Kenneth S. Broun, Henry Brandis Professor of Law Emeritus at UNC School of Law, has been elected an Honorary Bencher of the Honourable Society of the Middle Temple in London.
The Middle Temple is one of the four Inns of Court in London exclusively entitled to call their members to the English Bar as barristers. The Inn is governed by its benchers, senior members of the bar and judges.
Honorary Benchers include distinguished statesmen, people involved in the arts and members of the Royal Family – currently including Prince William. Sir Walter Raleigh was a bencher, as was William Blackstone, the great English legal scholar. The short and distinguished list of Middle Temple Honorary Benchers from the United States includes Chief Justices of the United States, William Howard Taft, Warren E. Burger, William H. Rehnquist and John G. Roberts Jr., several American Ambassadors to the Court of St. James and current Attorney General Eric Holder.
Broun will be inducted as an Honorary Bencher July 10, 2012, at a dinner at Middle Temple Hall.
“I am humbled by the honor the Middle Temple has given me,” Broun said. “To be in the ranks of the other distinguished honorary members and to be part of the great English Inn of Court tradition is one of the highlights of my legal career.”
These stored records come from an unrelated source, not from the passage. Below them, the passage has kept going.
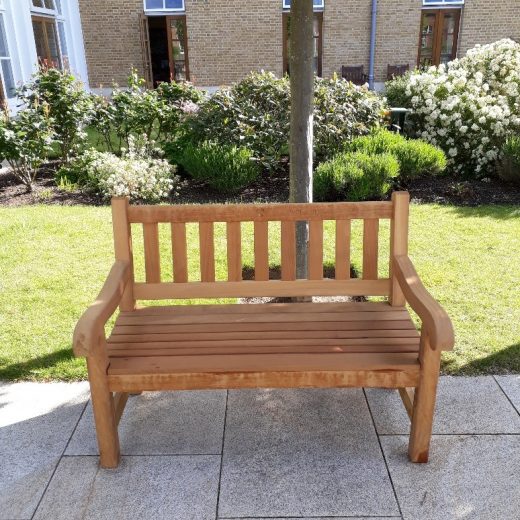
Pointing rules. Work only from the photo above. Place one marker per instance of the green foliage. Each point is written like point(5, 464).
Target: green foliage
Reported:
point(26, 140)
point(255, 113)
point(395, 91)
point(415, 157)
point(355, 176)
point(69, 105)
point(226, 168)
point(342, 111)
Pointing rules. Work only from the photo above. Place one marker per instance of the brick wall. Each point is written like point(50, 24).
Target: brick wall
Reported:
point(112, 40)
point(227, 40)
point(485, 22)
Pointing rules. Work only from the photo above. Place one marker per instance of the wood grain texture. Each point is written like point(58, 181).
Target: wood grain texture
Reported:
point(179, 252)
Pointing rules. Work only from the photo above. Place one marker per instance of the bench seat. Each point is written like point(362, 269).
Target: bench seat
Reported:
point(311, 344)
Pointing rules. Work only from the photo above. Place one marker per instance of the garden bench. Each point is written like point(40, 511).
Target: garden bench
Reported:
point(283, 345)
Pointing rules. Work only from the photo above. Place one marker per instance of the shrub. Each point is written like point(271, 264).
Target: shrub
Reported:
point(510, 166)
point(136, 174)
point(415, 157)
point(226, 168)
point(25, 141)
point(355, 176)
point(255, 113)
point(69, 105)
point(470, 106)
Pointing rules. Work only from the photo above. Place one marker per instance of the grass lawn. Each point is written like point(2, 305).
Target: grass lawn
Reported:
point(53, 261)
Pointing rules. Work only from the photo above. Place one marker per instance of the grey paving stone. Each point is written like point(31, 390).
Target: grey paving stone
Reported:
point(152, 487)
point(465, 405)
point(181, 423)
point(468, 477)
point(36, 422)
point(511, 386)
point(301, 453)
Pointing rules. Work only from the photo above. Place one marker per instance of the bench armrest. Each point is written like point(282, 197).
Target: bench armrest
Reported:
point(435, 320)
point(90, 327)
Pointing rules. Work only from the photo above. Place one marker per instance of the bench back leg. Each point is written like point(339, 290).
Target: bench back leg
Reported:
point(104, 412)
point(424, 403)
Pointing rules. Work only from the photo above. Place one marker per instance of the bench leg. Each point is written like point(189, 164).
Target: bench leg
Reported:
point(104, 414)
point(424, 404)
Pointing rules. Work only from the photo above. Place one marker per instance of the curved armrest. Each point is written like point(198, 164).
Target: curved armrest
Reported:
point(90, 327)
point(435, 320)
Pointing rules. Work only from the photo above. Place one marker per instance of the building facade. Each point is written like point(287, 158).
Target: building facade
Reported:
point(218, 42)
point(34, 33)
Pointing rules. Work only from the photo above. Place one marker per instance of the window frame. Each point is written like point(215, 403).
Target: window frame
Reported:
point(160, 11)
point(437, 39)
point(319, 16)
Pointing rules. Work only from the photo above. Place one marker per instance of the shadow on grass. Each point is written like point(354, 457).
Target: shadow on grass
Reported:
point(29, 369)
point(494, 211)
point(505, 361)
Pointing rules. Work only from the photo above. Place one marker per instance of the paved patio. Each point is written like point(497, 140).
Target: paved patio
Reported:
point(262, 454)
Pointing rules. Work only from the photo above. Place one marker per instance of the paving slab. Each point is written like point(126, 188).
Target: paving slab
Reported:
point(150, 487)
point(465, 405)
point(511, 386)
point(467, 477)
point(36, 422)
point(179, 423)
point(302, 453)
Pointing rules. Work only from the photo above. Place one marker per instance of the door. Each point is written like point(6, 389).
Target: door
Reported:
point(438, 37)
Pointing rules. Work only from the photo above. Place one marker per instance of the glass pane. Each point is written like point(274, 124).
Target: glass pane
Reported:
point(154, 4)
point(4, 49)
point(7, 73)
point(427, 39)
point(174, 4)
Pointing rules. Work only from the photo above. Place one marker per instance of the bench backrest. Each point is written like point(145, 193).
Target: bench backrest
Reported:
point(149, 217)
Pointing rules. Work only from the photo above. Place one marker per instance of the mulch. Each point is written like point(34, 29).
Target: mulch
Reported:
point(273, 188)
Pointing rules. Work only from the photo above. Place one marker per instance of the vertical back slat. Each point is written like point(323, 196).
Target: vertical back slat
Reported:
point(179, 252)
point(398, 241)
point(342, 267)
point(288, 240)
point(316, 250)
point(123, 247)
point(152, 262)
point(261, 230)
point(207, 251)
point(370, 248)
point(234, 251)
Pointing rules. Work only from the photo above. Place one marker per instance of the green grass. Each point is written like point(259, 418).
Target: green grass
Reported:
point(53, 261)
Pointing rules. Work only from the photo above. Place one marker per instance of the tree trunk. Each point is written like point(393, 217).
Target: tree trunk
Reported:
point(301, 68)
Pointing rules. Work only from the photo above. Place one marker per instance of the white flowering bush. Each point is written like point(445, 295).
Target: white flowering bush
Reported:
point(139, 173)
point(469, 106)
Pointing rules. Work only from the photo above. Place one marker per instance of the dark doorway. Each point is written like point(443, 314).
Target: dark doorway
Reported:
point(159, 49)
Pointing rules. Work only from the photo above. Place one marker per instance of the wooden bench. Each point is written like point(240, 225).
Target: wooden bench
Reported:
point(353, 344)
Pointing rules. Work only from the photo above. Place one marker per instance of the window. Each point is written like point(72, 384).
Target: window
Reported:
point(318, 4)
point(46, 40)
point(318, 42)
point(438, 36)
point(7, 85)
point(164, 5)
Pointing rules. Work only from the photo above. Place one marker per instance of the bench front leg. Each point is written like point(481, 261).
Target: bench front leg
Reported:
point(424, 402)
point(104, 410)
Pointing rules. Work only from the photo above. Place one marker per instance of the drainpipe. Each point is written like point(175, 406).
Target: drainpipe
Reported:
point(372, 46)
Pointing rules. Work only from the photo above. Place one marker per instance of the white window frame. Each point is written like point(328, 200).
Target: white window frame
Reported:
point(318, 6)
point(181, 9)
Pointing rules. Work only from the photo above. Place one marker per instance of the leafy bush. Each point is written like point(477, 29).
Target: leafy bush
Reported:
point(69, 105)
point(415, 157)
point(139, 173)
point(226, 168)
point(510, 166)
point(355, 176)
point(469, 106)
point(255, 113)
point(26, 140)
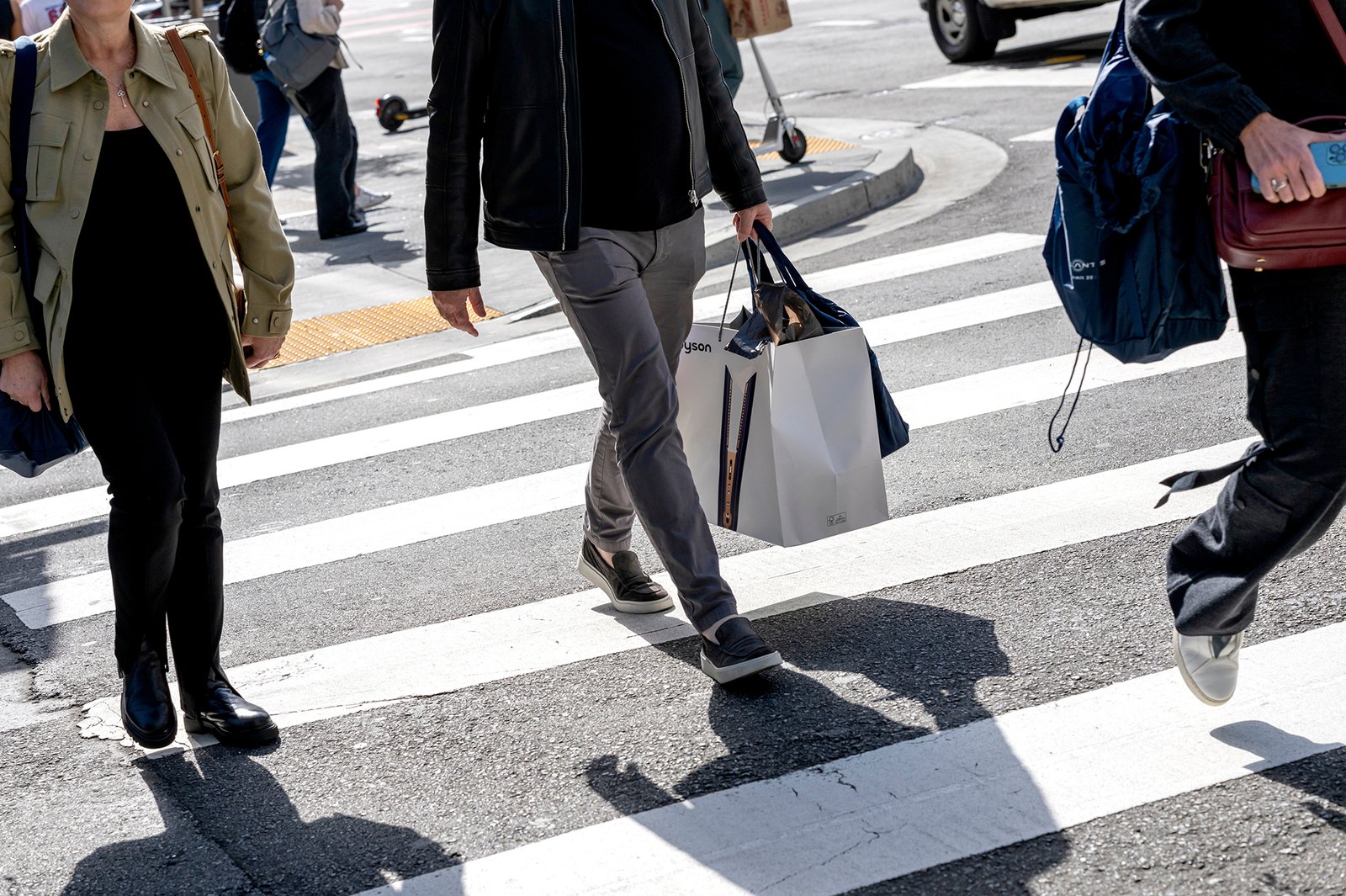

Broun earned his J.D. with high honors and Order of the Coif from the University of Illinois and began his tenure at UNC School of Law in 1968. Broun was director of the National Institute for Trial Advocacy (NITA) from 1976 to 1979. He served as dean of UNC School of Law from 1979 to 1987. He served on the NITA Board from 1980 through 2005. Broun was the mayor of the Town of Chapel Hill from 1991 to 1995. Broun retired officially from the University in 2011 but continues to teach evidence both at UNC and Duke Law School.
UNC School of Law has a close relationship with the Middle Temple Society. UNC School of Law students and British barristers-in-training at the Middle Temple Society have participated for five years in an exchange program. The students, who alternate annually between traveling to North Carolina and London, learn about each country’s legal system and compete in friendly moot court competitions. This international exchange began at the invitation of Richard Wilmot-Smith, Queens Counsel at the London bar and former UNC Morehead Scholar. Broun serves as the faculty liaison for the program, serving as a judge for the competition both in London and Chapel Hill.